À semelhança do que fazem muitos turistas, o camaleão-comum (Chamaeleo chamaeleon) distribui-se no nosso país ao longo do litoral algarvio entre Vila Real de Santo António e Lagos. Mas enquanto que os turistas frequentam as praias desta região e sobretudo durante o verão, os camaleões preferem pinhais costeiros, dunas litorais com vegetação e pomares tradicionais, que ocupam todo o ano. De vez em quando, os dois grupos encontram-se, o que pode resultar no transporte destes répteis para outros locais ou apenas em fotografias de camaleões a tentarem fugir dos paparazzi.
Permanece, no entanto, a dúvida sobre a antiguidade da ocorrência do camaleão em Portugal. A primeira referência a esta espécie no nosso país foi feita pelo famoso Lineu em 1766, havendo outro autor que também mencionou a sua presença em meados do século XX. Até recentemente, pensava-se que o transporte de exemplares oriundos de África ou de Espanha para o sul de Portugal teria acontecido nos anos 1920s. Mas um estudo de genética revelou que os camaleões portugueses são originários da região marroquina de Essaouria, que foi um importante porto de comércio desde o século VII A.C. Assim, a hipótese mais provável é que tenha sido trazido de barco muito antes do século XX, como animal de estimação e/ou predador eficaz contra os insetos. E foi graças a esta insistência em lhe darmos boleia que este réptil arborícola de reduzida mobilidade se tornou mais viajado.

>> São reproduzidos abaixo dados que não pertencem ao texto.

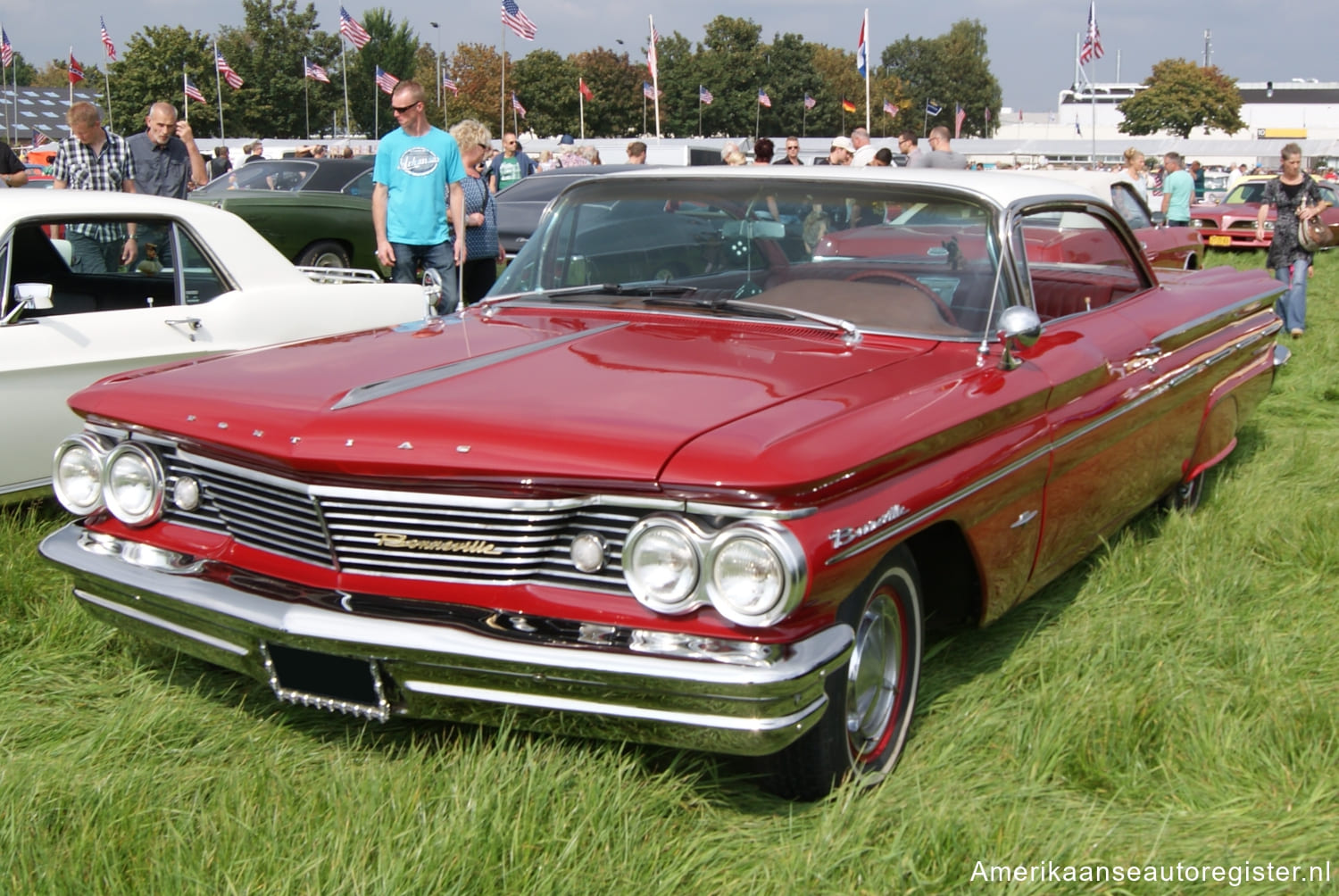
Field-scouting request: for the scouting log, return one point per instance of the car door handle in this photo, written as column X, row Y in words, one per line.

De qualquer forma, a sua locomoção faz-se sobretudo em cima de vegetação, com percursos ocasionais no solo para mudar de árvore ou arbusto. Também descem à terra para cavar um buraco onde passam um período de letargia geralmente de dezembro a março (que coincide com maior escassez de alimento) e, no caso das fêmeas, para enterrarem as suas posturas de ovos no Outono. Para as suas acrobacias nas alturas, o camaleão conta com adaptações como a forma do corpo achatada lateralmente para maior equilíbrio, cinco dedos em cada pata que funcionam como pinças e cauda preênsil que serve de órgão de apoio. Enquanto caça os insetos de que se alimenta, serve-se dos olhos que se movem de forma independente e permitem um campo de visão de 360º, catapultando a língua comprida e pegajosa a grande velocidade quando está à distância de tiro.
Para evitar ser detetado tanto por presas como por predadores, este réptil recorre a movimentos lentos e furtivos dignos do mais exímio praticante de Tai-Chi, bem como à sua lendária camuflagem. Mas as cores que exibe também têm outras funções tais como refletir ou absorver a luz do sol ou comunicar determinado estado emotivo. Podemos, por isso, assumir que quem inventou a expressão “fiquei de todas as cores do arco-íris” convivia muito com camaleões.
Apesar de viverem no sul de Portugal provavelmente há umas centenas de anos, não é dada a mesma importância à conservação do camaleão do que a outras espécies originalmente portuguesas. Ainda assim, há cientistas que defendem que devia ser classificado como vulnerável a nível nacional. Curiosamente, uma das principais ameaças à espécie é a perda e fragmentação do habitat, devido ao crescimento urbanístico acentuado promovido pelo turismo. Se os primeiros turistas camaleões que chegaram de barco soubessem que, muitos anos depois, os turistas humanos ocupariam a costa algarvia de forma tão intensa, certamente que teriam pensado duas vezes antes de assentarem arraiais naquela região.